It’s been a long two years but the NSW Blues Wheelchair rugby league team are fit and firing and ready to take on Queensland in a bid for five Origin wins in a row.

The game – postponed from June last year due to the COVID-19 pandemic - will be played on 29 January at the Whitlam Centre at Liverpool at 3pm. Entry is free. 

“It’s not hard to keep this group of guys motivated. They’re always keen to get out there and perform and play. We have a good team culture,” said NSW coach Edie George.

“We’ve been able to maintain contact with team meetings via video links and we had a state camp before lockdown last year, where I was able to pick my final 10. We are back training now – had a session last weekend and have a few more booked in.”

George said spectators are in for a real thrill.

“There is an intense speed to the game, and spectacular crashes. You’d be amazed how some of these players take a beating, but get back in their chairs and play on,” he said.

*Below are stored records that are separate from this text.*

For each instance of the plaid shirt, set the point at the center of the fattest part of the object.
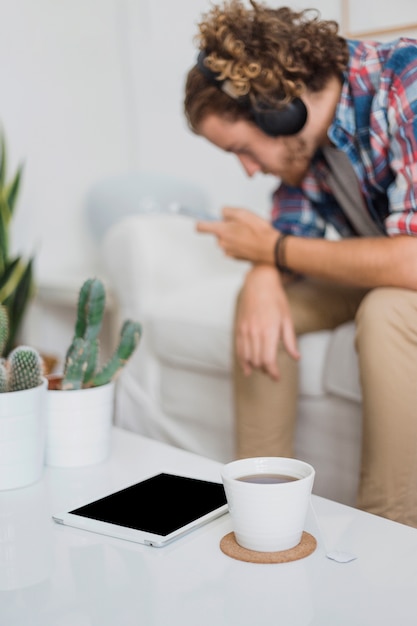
(376, 126)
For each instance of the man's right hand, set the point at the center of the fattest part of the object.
(263, 320)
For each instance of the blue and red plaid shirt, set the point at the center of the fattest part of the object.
(376, 126)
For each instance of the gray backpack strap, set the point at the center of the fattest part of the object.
(342, 181)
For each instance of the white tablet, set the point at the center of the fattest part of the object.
(154, 511)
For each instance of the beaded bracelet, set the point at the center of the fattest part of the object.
(279, 254)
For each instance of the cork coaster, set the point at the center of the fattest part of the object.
(231, 548)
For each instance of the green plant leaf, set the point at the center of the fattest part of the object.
(12, 190)
(2, 161)
(17, 302)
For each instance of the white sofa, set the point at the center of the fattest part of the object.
(177, 387)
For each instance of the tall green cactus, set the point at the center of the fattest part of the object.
(17, 285)
(129, 338)
(23, 369)
(81, 362)
(4, 327)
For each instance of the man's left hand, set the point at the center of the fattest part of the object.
(243, 235)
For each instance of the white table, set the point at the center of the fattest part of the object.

Wheelchair Rugby League was first developed in 2000 by two French players. It started in Australia in 2010.

A team of 10 is selected with four AB (able-bodied) players allowed, But only five players (including two AB) are on the field at any time.

NSW Wheelchair Rugby League (NSWWRL) runs competitions in three districts: Western Sydney, Southern Sydney, and the Northern Beaches.

The NSW Blues side is: Brad Grove, Brett Henman, Cory Cannane (AB), Craig Cannane, Diab Karim (AB), Eddie Morgan, Jason Attard (AB), Liam Luff, Rick Engles, Tim Robinson (AB).

The rules closely mirror the 13-a-side running game but obviously without tackles, scrums, or traditional “between the legs” play-the-balls.

Players must pass backwards, possession changes after six tackles, the ball must be grounded on the try line or in-goal, and the points-scoring system is the same.

Conversions, penalty goals and drop goals can be “kicked” by punching the ball over the posts using the fist (in a manner similar to an AFL hand pass).

Players are tackled similar to OzTag – by defenders removing an attacking players’ velcro tag worn on the shoulders.

The “field” is half the size of the running game – 50m x 25m – or across three indoor basketball courts.

NSW Blues co-captain Craig Cannane, 48, began playing in 2011 for the St George Dragons. He has been to two World Cups (2013 England, 2017 France) and currently plays with his 25-year-old son Cory Cannane.

They have both made the NSW team and the goal is to play together in the 2022 World Cup in England this November for the Wheelaroos.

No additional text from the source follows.